Having just finished reading Jaron Lanier’s good-natured rant against those who fall into the trap of mistakenly believing and acting as if technology is human (You Are Not a Gadget: A Manifesto), I caught myself falling into the trap.
Because I have been successfully using Google Chat as a tool for conducting interviews for writing projects as well as for delivering just-in-time learning, I’ve come to rely on it—which in and of itself is not a bad practice. The ability to type questions and receive written responses in a way that immediately produces a complete and printable transcript of interviews is a great way to assure accuracy and avoid misunderstandings.
It’s when it first began to let me down—note the insidious way the words “let me down” so easily sneak into this discourse, as if Google Chat were a friend instead of a sophisticated gadget—that I first felt the sense of betrayal usually reserved for sentient beings: “Oh, Google Chat, how could you let me down?” (Actually, the question was much more expletive-laden when it popped into my head, but there’s no need to be overly graphic here and offend both of you who are reading this.)
The problem began in the middle of an interview for the book Lori Reed and I are co-writing for ALA Editions. The colleague who was sitting across the country from me and responding to my typed questions seemed to be taking longer than usual to respond. After several moments of silence, I shifted my attention to an incoming call—which was, of course, from the interviewee to determine whether I had seen a response he had sent moments earlier. Realizing that our online conversation in the live chat box was showing up less than complete, we stayed on the phone as we attempted to continue, and soon realized that the onscreen version wasn’t conveying everything that was being stored in the transcript in our Gmail accounts. Relieved that we weren’t losing anything, but puzzled by the anomaly, we finished as quickly as we could, assumed that we had somehow angered the tech gods (clearly lower case deities), and soon went our separate ways. (An aside, out of fairness to Google Chat—see, there I go again, anthropomorphizing the tech tool; Lanier would be laughing at my plight if he could see me now—I should admit that the technology of fountain pens has failed me in the writing of the first draft of this piece; my pen just ran out of ink, forcing me to resort to the back-up technology of having a second fountain pen in hand. Let’s chalk it up to user error since I’m the one who forgot to refill the ink cartridge this morning, and return to the point of my own Lanierian rant.)
Returning to Google Chat a few days later for an interview with a different colleague, I warned the interviewee that we might need to use our (old technology) phones as a back-up if the earlier problem repeated itself. Which, of course, it did. With a vengeance. About 30 minutes after we began, some of our transmissions stopped appearing in the live chat box, but continued to appear in the chat history. Then delays started occurring in the postings to the chat history—just a moment or two, but enough to be annoyingly disruptive. Then the chat history stopped picking up lines in no discernable pattern, but the live chat box retrieved some of what was missing from the transcript. If we hadn’t been laughing so much at our own plight, we probably would have wept. But we persevered by seeking the creative solution of combining the live chat, the incomplete transcript, and the phone conversation, and were lucky to eventually end up with the complete transcript we both needed.

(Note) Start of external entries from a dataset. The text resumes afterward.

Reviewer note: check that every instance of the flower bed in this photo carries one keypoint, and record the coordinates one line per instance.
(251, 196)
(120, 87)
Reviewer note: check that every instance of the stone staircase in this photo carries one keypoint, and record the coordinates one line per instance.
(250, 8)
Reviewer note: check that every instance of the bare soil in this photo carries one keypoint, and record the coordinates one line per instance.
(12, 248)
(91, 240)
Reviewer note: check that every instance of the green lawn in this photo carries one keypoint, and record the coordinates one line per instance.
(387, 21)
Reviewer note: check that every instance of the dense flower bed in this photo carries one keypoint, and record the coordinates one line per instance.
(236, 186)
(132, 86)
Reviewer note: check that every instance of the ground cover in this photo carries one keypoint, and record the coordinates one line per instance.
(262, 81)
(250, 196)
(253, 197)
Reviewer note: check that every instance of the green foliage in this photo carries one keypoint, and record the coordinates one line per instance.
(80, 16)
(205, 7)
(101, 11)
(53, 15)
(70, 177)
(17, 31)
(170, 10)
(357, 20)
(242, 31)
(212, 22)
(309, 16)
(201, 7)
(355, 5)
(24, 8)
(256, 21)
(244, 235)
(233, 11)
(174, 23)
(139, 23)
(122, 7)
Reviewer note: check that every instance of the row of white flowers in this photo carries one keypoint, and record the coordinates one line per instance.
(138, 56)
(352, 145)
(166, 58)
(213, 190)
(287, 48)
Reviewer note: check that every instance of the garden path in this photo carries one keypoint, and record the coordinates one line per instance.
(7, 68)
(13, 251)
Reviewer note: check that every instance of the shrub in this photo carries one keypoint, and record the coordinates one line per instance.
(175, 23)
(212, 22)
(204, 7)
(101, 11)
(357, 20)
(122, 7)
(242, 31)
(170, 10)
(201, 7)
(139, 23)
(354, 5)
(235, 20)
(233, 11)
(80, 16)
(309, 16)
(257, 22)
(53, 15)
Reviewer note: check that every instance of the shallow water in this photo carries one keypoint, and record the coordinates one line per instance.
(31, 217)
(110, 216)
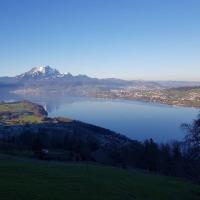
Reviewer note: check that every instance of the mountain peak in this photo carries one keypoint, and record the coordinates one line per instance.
(41, 71)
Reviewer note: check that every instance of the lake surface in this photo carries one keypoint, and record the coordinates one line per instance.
(137, 120)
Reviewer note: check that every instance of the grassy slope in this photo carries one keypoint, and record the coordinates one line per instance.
(28, 180)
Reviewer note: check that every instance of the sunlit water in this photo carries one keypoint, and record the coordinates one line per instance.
(137, 120)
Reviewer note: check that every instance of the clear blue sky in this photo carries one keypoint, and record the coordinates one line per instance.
(130, 39)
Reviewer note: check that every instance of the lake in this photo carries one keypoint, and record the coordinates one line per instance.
(137, 120)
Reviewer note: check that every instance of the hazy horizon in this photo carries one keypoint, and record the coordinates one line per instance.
(126, 39)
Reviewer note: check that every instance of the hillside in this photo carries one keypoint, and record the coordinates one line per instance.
(36, 180)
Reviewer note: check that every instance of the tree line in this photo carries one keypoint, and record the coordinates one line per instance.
(181, 159)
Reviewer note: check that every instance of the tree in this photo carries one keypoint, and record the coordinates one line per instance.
(192, 140)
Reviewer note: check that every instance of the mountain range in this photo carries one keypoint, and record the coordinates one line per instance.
(45, 79)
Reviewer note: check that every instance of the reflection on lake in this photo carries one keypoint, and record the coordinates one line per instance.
(137, 120)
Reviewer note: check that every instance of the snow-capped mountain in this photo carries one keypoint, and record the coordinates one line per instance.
(41, 72)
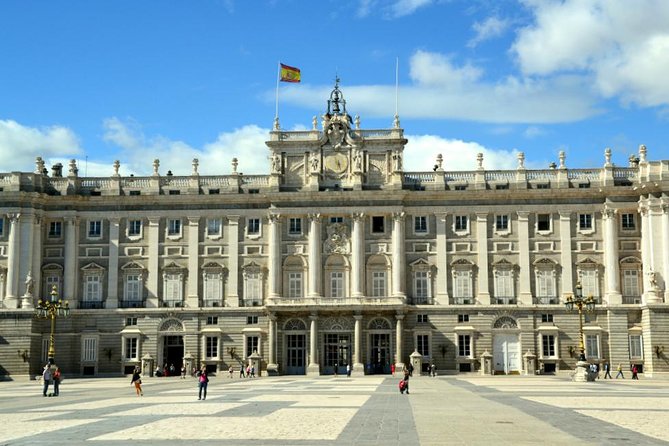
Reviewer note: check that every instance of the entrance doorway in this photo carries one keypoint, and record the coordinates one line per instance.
(506, 354)
(173, 353)
(380, 355)
(296, 352)
(337, 353)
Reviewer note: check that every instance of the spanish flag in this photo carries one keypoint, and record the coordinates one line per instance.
(289, 74)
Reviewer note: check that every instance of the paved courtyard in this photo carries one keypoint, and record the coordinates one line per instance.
(343, 411)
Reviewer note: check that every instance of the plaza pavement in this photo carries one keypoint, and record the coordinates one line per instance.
(326, 410)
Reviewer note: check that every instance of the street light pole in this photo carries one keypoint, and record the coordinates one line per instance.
(581, 303)
(52, 309)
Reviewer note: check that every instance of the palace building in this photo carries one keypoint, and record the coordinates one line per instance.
(337, 257)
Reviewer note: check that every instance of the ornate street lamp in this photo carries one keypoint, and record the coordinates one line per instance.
(580, 303)
(52, 309)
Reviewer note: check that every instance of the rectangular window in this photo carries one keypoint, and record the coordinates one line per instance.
(631, 283)
(462, 285)
(212, 347)
(214, 227)
(253, 226)
(294, 226)
(337, 284)
(501, 223)
(92, 289)
(464, 346)
(628, 222)
(548, 346)
(378, 284)
(130, 348)
(585, 221)
(589, 282)
(592, 346)
(461, 223)
(543, 222)
(423, 344)
(636, 347)
(132, 287)
(134, 227)
(420, 224)
(55, 229)
(504, 290)
(294, 285)
(95, 229)
(89, 351)
(252, 344)
(378, 224)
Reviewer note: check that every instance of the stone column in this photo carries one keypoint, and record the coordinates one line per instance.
(314, 367)
(233, 261)
(112, 273)
(12, 291)
(399, 259)
(482, 257)
(525, 297)
(274, 256)
(315, 260)
(442, 261)
(71, 242)
(358, 366)
(358, 255)
(566, 254)
(399, 338)
(154, 275)
(192, 299)
(611, 265)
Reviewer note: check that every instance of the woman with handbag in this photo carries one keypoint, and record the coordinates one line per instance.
(137, 381)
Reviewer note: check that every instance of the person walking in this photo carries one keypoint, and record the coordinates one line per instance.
(620, 371)
(137, 382)
(607, 371)
(405, 387)
(56, 381)
(46, 378)
(203, 380)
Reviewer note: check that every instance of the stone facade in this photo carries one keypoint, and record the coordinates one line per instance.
(337, 256)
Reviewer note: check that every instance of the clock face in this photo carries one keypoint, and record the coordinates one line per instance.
(337, 163)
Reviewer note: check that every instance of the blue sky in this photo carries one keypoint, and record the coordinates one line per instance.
(176, 80)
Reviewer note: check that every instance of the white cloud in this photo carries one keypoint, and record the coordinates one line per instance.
(440, 89)
(422, 150)
(624, 48)
(19, 145)
(488, 29)
(247, 144)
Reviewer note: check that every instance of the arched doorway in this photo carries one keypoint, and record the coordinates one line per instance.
(506, 347)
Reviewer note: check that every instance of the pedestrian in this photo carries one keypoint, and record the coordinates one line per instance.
(620, 371)
(203, 381)
(607, 371)
(46, 377)
(56, 381)
(405, 387)
(137, 381)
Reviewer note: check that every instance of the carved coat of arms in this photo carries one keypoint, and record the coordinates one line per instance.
(337, 241)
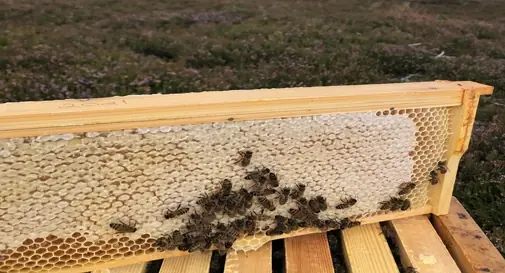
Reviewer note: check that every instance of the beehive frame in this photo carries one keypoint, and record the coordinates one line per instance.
(30, 119)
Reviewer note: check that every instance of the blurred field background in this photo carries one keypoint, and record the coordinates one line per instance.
(95, 48)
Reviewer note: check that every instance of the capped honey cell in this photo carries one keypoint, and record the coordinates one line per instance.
(138, 176)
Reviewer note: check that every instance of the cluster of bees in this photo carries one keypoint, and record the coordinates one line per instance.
(201, 231)
(400, 203)
(440, 169)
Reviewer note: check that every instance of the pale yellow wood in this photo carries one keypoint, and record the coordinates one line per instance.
(421, 247)
(366, 250)
(103, 114)
(162, 255)
(259, 261)
(461, 128)
(308, 254)
(134, 268)
(469, 246)
(194, 263)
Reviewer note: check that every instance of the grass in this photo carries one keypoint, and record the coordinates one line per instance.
(55, 49)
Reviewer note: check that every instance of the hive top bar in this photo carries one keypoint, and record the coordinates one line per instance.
(115, 113)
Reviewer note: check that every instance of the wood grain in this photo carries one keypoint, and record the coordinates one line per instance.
(308, 254)
(103, 114)
(194, 263)
(469, 246)
(134, 268)
(366, 250)
(421, 247)
(462, 120)
(259, 261)
(163, 255)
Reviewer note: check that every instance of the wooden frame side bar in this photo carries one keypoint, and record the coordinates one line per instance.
(163, 255)
(462, 119)
(116, 113)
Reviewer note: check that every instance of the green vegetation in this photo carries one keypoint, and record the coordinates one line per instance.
(95, 48)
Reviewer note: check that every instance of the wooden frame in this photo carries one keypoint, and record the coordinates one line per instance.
(449, 243)
(116, 113)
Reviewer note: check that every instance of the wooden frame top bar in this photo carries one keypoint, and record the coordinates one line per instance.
(23, 119)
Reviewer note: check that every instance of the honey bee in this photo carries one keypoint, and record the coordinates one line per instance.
(223, 246)
(266, 203)
(278, 230)
(405, 205)
(272, 179)
(177, 212)
(121, 227)
(245, 158)
(280, 219)
(322, 203)
(253, 216)
(203, 200)
(198, 245)
(164, 243)
(283, 199)
(232, 231)
(319, 224)
(239, 224)
(226, 187)
(406, 188)
(298, 214)
(442, 167)
(411, 269)
(397, 204)
(231, 207)
(333, 224)
(268, 191)
(298, 191)
(292, 224)
(303, 224)
(346, 203)
(245, 194)
(433, 178)
(177, 237)
(258, 175)
(314, 206)
(220, 226)
(302, 202)
(250, 227)
(386, 205)
(348, 223)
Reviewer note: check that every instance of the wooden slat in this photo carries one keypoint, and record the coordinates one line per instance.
(462, 120)
(366, 250)
(194, 263)
(167, 254)
(116, 113)
(469, 246)
(421, 247)
(259, 261)
(308, 254)
(134, 268)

This is where Lanier’s could have served as a voice of reason and good counsel if I had already been reading his book. I began turning to what he variously refers to as “the hive”—that faceless group of online collaborators whom we sometimes mistake for a single online intelligent entity rather than a loosely knit group of individuals contributing to an ongoing conversation—or “cybernetic totalists,” or, more humanely, “the tribe.” I posted a brief description of the glitch and sought advice from others in a couple of very active discussion groups, but received no response. The hive, apparently, was asleep. I then tried to reach Google representatives online, and still had no success.
Turning to Yahoo! Messenger as an alternative, I at least was able to determine that my (non-sentient) computer was not preventing me from using any form of online chat as a way to continue my interviews. But I still haven’t completely resolved the problems Google Chat is causing. And I know Google Chat is not an enemy. Nor is it a friend. It just is. And I, apparently, am not a gadget. But I am a writer in search of solutions for the problems that the gadgets in my life present.
Now, back to the draft of that book in progress. With our without the gadgets.